My afternoon started with an intake appointment to get myself into a Mindfulness-Based Stress Management course. Not that I'm stressed out, not anything unusual for everyday life, at any rate.
Over the past year, say, I've been getting more interested in meditation on its own, rather than just as part of yoga. I tried the buddhists, but I'm far too much of a dilettante to fit in with monks.* I've also looked at a couple of courses around town, but they're only one or two hours long, and I know that I'd go, learn lots of good stuff, and not do fuck all with it ever again.

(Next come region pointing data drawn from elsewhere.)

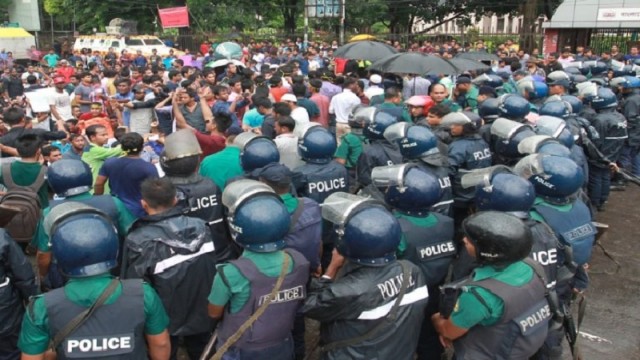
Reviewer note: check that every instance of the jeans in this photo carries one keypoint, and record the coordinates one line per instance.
(599, 183)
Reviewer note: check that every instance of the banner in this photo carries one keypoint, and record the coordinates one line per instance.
(174, 17)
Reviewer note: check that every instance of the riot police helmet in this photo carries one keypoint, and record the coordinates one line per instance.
(68, 177)
(499, 239)
(258, 220)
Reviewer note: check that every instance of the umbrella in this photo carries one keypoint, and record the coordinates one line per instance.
(468, 65)
(478, 56)
(414, 63)
(362, 37)
(364, 50)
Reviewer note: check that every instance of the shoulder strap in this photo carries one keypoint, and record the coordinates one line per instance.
(81, 318)
(382, 324)
(252, 319)
(296, 215)
(6, 176)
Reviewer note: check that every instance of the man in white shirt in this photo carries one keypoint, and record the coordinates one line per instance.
(287, 142)
(298, 113)
(341, 106)
(375, 87)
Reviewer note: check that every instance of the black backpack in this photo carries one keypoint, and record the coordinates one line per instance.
(24, 204)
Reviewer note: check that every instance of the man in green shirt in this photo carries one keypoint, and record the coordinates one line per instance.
(506, 288)
(97, 153)
(223, 165)
(134, 325)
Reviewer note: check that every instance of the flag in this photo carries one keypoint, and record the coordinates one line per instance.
(174, 17)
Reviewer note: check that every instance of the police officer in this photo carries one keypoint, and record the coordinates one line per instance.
(17, 285)
(375, 308)
(305, 231)
(128, 320)
(320, 176)
(467, 151)
(175, 253)
(259, 221)
(427, 237)
(612, 127)
(379, 151)
(501, 310)
(420, 146)
(71, 181)
(198, 196)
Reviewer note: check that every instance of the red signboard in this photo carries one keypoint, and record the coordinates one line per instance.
(174, 17)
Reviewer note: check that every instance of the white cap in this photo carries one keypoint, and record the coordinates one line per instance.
(289, 97)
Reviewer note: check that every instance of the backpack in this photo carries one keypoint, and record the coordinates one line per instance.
(26, 203)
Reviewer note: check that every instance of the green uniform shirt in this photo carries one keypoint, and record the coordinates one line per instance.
(95, 157)
(34, 336)
(405, 113)
(424, 222)
(537, 217)
(222, 166)
(25, 174)
(350, 149)
(239, 290)
(469, 311)
(125, 219)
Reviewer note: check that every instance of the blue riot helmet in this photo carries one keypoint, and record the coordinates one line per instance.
(367, 233)
(556, 128)
(508, 135)
(555, 178)
(256, 151)
(258, 219)
(604, 99)
(489, 110)
(499, 189)
(491, 80)
(559, 109)
(69, 177)
(499, 239)
(513, 107)
(409, 188)
(316, 144)
(84, 241)
(543, 144)
(576, 104)
(380, 122)
(415, 142)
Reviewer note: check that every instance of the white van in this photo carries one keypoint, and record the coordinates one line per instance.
(132, 44)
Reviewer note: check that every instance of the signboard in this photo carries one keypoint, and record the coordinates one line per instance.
(619, 14)
(26, 13)
(174, 17)
(323, 8)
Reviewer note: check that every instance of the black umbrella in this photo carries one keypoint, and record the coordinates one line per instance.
(478, 56)
(414, 63)
(364, 50)
(468, 65)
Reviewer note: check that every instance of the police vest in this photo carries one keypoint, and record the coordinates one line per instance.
(521, 330)
(573, 228)
(322, 180)
(274, 325)
(200, 197)
(305, 235)
(544, 250)
(114, 331)
(104, 203)
(431, 248)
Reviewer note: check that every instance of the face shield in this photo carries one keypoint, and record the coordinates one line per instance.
(238, 191)
(392, 175)
(396, 132)
(180, 144)
(482, 177)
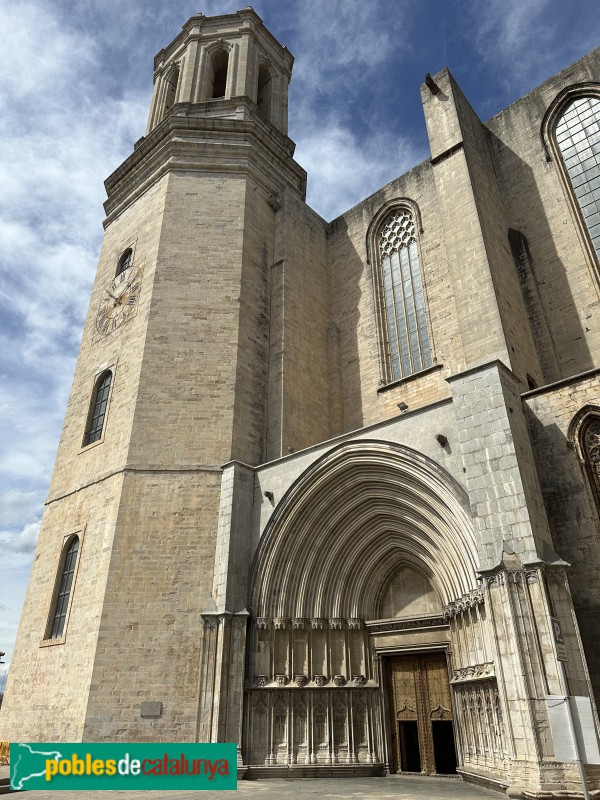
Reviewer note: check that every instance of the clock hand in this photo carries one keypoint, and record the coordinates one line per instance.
(116, 299)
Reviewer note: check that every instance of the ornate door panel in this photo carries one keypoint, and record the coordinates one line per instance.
(421, 724)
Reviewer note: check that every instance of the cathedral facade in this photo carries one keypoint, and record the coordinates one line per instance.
(327, 490)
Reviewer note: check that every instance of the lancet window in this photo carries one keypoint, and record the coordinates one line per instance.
(403, 298)
(97, 413)
(64, 586)
(578, 140)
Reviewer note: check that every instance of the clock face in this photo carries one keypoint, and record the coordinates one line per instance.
(119, 301)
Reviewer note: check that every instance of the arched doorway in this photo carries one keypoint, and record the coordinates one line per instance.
(352, 575)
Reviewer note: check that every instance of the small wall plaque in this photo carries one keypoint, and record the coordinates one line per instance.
(151, 708)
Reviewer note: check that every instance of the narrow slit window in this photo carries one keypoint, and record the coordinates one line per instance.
(578, 140)
(408, 347)
(65, 585)
(171, 90)
(125, 261)
(98, 409)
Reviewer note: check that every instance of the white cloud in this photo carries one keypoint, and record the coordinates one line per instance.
(22, 542)
(523, 41)
(62, 134)
(343, 169)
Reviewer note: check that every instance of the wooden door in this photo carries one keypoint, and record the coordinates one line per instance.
(421, 711)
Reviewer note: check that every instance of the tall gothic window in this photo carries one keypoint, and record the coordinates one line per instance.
(589, 443)
(65, 583)
(578, 140)
(403, 297)
(98, 409)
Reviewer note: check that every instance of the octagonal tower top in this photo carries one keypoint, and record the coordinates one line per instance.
(227, 66)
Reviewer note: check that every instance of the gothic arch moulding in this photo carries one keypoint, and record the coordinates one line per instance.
(399, 290)
(363, 510)
(569, 155)
(584, 434)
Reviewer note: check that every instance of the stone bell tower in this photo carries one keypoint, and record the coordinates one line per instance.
(171, 384)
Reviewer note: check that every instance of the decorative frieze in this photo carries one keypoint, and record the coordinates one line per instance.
(474, 598)
(406, 624)
(476, 672)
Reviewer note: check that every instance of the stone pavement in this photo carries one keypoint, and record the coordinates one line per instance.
(394, 787)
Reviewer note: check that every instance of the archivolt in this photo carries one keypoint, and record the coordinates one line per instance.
(359, 513)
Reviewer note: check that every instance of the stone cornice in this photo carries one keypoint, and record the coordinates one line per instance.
(189, 141)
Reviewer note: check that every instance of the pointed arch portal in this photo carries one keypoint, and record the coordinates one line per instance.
(366, 522)
(361, 512)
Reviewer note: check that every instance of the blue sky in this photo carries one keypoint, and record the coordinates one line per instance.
(74, 96)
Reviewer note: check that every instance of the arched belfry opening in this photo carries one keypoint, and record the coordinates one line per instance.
(217, 79)
(356, 567)
(264, 95)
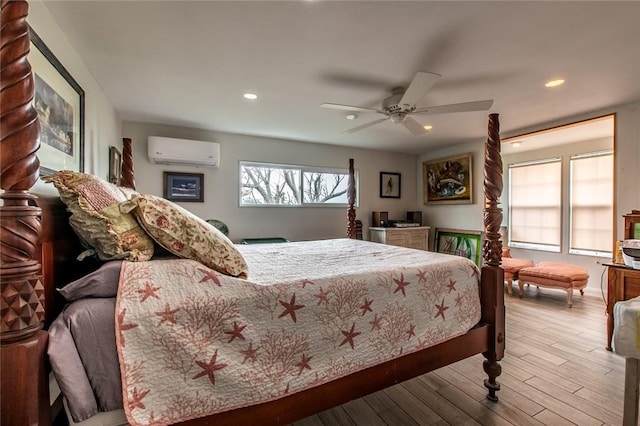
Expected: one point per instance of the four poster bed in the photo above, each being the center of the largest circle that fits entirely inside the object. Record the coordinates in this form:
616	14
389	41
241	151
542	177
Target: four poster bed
39	250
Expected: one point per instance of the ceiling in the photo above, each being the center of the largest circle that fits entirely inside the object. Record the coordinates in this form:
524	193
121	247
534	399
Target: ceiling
189	63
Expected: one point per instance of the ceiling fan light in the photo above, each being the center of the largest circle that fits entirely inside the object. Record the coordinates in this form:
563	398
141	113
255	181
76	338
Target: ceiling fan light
554	83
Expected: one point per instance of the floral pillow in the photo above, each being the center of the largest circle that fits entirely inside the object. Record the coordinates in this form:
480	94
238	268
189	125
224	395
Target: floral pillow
96	217
186	235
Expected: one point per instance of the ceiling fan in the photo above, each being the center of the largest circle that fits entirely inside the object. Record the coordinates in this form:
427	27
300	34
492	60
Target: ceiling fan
401	105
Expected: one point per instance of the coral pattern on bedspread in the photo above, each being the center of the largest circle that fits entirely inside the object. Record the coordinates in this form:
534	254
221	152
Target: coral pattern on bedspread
193	342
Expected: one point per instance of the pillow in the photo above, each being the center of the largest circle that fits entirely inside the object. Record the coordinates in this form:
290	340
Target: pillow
186	235
103	282
96	217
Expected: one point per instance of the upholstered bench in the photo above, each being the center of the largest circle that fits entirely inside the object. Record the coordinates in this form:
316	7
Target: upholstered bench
511	266
554	275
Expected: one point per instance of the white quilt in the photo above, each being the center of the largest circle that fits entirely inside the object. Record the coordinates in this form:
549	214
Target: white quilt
194	342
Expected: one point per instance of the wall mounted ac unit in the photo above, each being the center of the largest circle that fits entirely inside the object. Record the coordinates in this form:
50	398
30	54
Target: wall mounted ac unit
184	152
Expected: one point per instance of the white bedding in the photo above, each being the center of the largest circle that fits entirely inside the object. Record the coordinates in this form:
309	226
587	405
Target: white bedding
192	342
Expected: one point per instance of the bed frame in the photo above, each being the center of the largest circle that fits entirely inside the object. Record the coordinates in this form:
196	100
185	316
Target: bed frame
38	251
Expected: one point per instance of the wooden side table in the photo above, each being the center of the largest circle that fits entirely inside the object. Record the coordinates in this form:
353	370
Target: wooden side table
623	283
413	237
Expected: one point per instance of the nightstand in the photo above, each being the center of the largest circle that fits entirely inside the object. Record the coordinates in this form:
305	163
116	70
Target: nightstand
414	237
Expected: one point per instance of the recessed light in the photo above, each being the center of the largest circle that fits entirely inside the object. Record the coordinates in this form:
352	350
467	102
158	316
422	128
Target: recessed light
554	83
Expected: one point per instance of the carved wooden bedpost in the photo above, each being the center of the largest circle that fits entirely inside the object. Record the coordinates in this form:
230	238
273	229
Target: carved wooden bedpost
22	341
126	175
492	255
351	199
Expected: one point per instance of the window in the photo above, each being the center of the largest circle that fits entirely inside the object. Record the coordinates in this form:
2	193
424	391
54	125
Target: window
535	209
591	208
263	184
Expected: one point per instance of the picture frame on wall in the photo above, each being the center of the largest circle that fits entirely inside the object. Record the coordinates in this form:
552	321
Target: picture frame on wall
115	165
448	180
59	103
390	185
460	242
183	186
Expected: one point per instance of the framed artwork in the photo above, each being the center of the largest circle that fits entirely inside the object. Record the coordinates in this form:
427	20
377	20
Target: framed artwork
59	102
460	243
184	186
448	180
389	185
115	165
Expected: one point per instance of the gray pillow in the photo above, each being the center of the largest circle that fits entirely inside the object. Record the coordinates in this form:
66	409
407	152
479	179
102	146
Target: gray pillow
103	282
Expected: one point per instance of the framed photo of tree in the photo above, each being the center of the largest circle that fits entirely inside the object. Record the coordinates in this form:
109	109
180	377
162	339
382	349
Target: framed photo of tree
184	186
59	103
390	185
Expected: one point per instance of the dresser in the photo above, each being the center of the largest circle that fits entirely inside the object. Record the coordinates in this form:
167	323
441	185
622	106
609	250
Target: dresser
415	237
623	283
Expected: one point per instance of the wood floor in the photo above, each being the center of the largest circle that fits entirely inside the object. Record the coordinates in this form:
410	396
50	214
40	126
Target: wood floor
555	372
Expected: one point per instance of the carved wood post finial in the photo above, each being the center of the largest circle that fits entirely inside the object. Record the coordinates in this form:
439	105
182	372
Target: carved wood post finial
127	177
351	199
20	220
492	247
19	138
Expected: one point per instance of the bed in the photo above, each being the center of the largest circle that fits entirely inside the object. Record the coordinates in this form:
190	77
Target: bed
39	252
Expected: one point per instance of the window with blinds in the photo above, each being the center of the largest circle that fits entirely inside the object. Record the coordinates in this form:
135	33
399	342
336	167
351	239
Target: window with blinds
591	204
535	206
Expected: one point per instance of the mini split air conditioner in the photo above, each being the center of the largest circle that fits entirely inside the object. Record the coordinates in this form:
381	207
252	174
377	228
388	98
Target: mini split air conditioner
184	152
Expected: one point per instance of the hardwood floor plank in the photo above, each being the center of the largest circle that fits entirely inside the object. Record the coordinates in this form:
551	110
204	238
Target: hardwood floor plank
550	418
555	372
397	416
335	416
361	413
603	414
413	406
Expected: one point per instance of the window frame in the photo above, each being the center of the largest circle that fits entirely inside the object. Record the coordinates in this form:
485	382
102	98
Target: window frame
302	170
530	245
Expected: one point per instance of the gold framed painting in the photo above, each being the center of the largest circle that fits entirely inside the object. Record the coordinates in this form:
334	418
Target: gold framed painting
448	180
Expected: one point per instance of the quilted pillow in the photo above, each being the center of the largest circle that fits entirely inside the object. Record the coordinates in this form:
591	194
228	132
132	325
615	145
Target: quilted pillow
186	235
96	217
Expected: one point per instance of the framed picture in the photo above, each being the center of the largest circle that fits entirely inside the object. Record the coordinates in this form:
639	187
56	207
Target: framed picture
59	102
389	185
460	243
184	186
448	180
115	165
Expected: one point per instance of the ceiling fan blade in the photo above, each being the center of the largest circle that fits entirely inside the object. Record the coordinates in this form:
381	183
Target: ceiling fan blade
364	126
462	107
348	107
420	85
414	127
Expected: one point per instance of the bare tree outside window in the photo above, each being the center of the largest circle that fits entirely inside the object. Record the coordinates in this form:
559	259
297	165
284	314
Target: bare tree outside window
277	185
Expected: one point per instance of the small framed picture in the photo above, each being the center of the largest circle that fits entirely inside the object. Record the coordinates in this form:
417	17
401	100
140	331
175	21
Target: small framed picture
184	186
389	185
115	165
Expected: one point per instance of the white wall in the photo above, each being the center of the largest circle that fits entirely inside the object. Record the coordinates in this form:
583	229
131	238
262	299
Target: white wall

And then Jamine wrote about mindfulness. I got the book Full Catastrophe Living out of the OPL.
It was what I was looking for. It's based on a 8-week program that's a mixture of yoga and various meditation practices, with strong roots in cognitive behavioural therapy.
Long enough to get me into the habit, with a little bit of this and that, with lots of talking about myself.
Perfect.
Anyroad, before you can do the course, you chat with one of the leaders to see if you and the program are suited to each other. It was like most initial appointments with a therapist. I did a brief run through of my history, which I have done exactly one half million times, to my friends, to partners, to therapists, to myself. No biggie.
The facts of what happened to me in my late teens and early 20s are pretty matter of to me by this point. I can talk about them while smiling, though those paying close attention will notice that I am doing that thing with my hands that I do when I am talking about something upsetting.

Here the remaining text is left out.